On the cloud server, create SSH keys and install them onto my GitHub repository. This GitHub guide gives detailed steps for different operating systems.

Now when I run git pull on the server, the username and password are not requested.

Create deploy scripts

The deployment has been split into two shell scripts: one that the normal server user can run; and one that needs root to run.

A shell script (called refresh.sh in this example) activates the virtual environment, collects the latest master branch, runs all the migrations.

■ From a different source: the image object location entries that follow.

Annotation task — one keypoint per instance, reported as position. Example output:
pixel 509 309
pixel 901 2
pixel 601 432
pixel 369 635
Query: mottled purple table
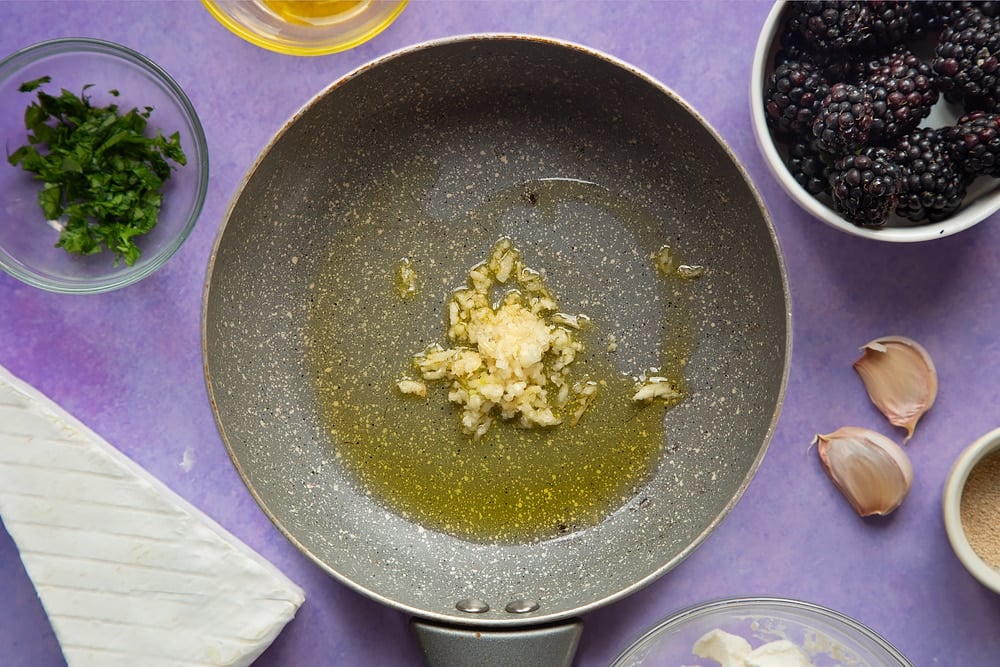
pixel 128 363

This does all the updates needed to the app codebase and database.

#!/bin/bashsource ~/.virtualenvs/my_app/bin/activate
cd my_app
git pullpip install -r my_app/requirements.txtpython3 manage.py migrate
python3 manage.py collectstatic --noinput

We use the--noinput option in django so that these scripts do not ask for confirmation from the user.

You can add other steps as required to fully update your codebase for your specific project.

A shell script (called reload.sh in this example) that will be run as root that will restart the two servers so that the changes will then be live.

#!/bin/bash
systemctl restart gunicorn
systemctl reload nginx

This script is for a django example using these two server configurations, but this can be easily adapted to other server setups.

Both shell scripts need to be made executable — chmod a+x reload.sh

Test that they do indeed work.

Setting up crontab

We will set up the app to refresh each night at 2am whilst we are asleep.

Using: crontab -e add the following lines to the crontab file for the main app user:

00 02 * * * /bin/bash /home/my_user/refresh.sh

This will run the refresh.sh script at 2am every morning.

We then need to reboot the servers, and we need to be a root user to do this as these commands require sudo access. So we add a line to the root user’s crontab using sudo crontab -e :

05 02 * * * /bin/bash /home/my_user/reload.sh

This will run the reload.sh script 5 minutes later.

That’s it.

If you want to deploy at different times or multiple times a day then here is a good introduction to how to use cron settings.

Debugging issues

If it does not run as intended, here are some debugging tasks to try:

  1. Do the two shell scripts run cleanly in the terminal as the main user and root user respectively?
  2. Are there errors in the log files explaining why cron is not running your scripts cleanly? On DigitalOcean Ubuntu machines, the cron logs can be read using sudo cat /var/log/syslog | grep cron
  3. Try changing the scheduled timing of the cron job to 2 minutes in the future and watching if the process does fire up then using ps -aux | grep python

Final thoughts

This is clearly very quick to set up and perhaps a bit of a hack. For proper projects where uptime of the app is important, or there are multiple developers, then full CI/CD methods and tools would be much more reliable. But for a quick continuous deployment of an app in development, this is a nice timesaver rather than hopping onto the server continuously.